Life-Cycle Performance Assessment of Aging Bridges Subjected to Tsunami Hazards

Abstract

Coastal reinforced concrete (RC) bridges have the potential to be subjected to tsunami hazards within their service life. On the other hand, the time-dependent chloride-induced corrosion will degrade the performance of the bridges. Few efforts have been made to investigate the life-cycle performance of deteriorating RC bridges subjected to tsunami hazards. In this paper, the time-dependent collapse fragility analysis is conducted to investigate the life-cycle performance of deteriorating RC bridges subjected to tsunami hazards. With corrosion modeling, the time-dependent deterioration of material properties as well as shear capacity deterioration of the columns are considered. Uncertainties from materials are accounted for in developing numerical bridge models.
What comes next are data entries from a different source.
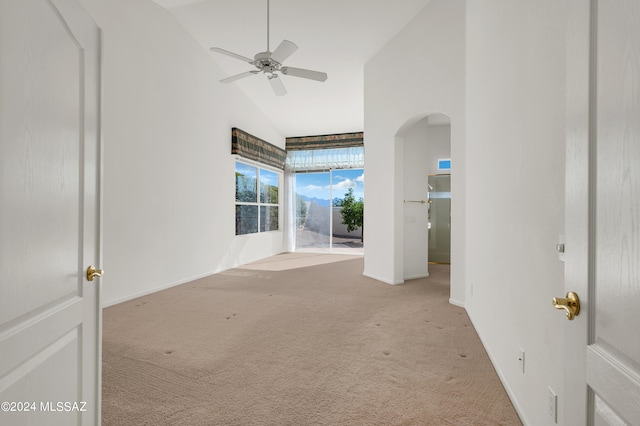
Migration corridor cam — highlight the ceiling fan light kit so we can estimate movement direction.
[210,0,327,96]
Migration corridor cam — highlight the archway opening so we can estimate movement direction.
[396,112,452,280]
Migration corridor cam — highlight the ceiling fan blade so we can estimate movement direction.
[269,75,287,96]
[280,67,327,81]
[271,40,298,63]
[209,47,253,64]
[220,70,260,83]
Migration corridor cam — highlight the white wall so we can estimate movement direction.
[82,0,284,305]
[462,0,571,425]
[364,0,465,304]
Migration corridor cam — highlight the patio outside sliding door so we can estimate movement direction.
[294,172,331,250]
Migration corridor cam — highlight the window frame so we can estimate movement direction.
[234,158,284,236]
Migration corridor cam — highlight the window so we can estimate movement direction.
[236,161,280,235]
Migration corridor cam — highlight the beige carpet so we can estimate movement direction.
[103,258,521,426]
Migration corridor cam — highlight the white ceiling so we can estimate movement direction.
[153,0,430,136]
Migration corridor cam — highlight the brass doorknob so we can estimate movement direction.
[87,265,104,281]
[551,291,580,321]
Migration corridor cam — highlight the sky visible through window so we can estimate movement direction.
[296,169,364,205]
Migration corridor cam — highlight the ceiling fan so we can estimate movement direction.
[210,0,327,96]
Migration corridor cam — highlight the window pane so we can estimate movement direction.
[260,206,278,232]
[236,163,258,203]
[236,205,258,235]
[260,169,278,204]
Nonlinear tsunami pushover analysis is used to investigate the bridge damage under tsunami loading. Tsunami collapse failure curves are constructed assuming a lognormal distribution, and the time-dependent tsunami collapse fragility curves can be efficiently calculated with the quadratic model for the median and standard deviation of tsunami intensity, that is, flow velocity. Time-dependent collapse fragility analysis is conducted for a three-span, two-column bent RC bridge. Results indicate that the bridge columns can fail in shear for low inundation depth flow and high corrosion levels. Collapse failure probability of the bridge increases with the flow depth and a clear jump of collapse failure probability for inundation depth from below to above the deck can be observed. The collapse failure probability also increases over time due to corrosion effects.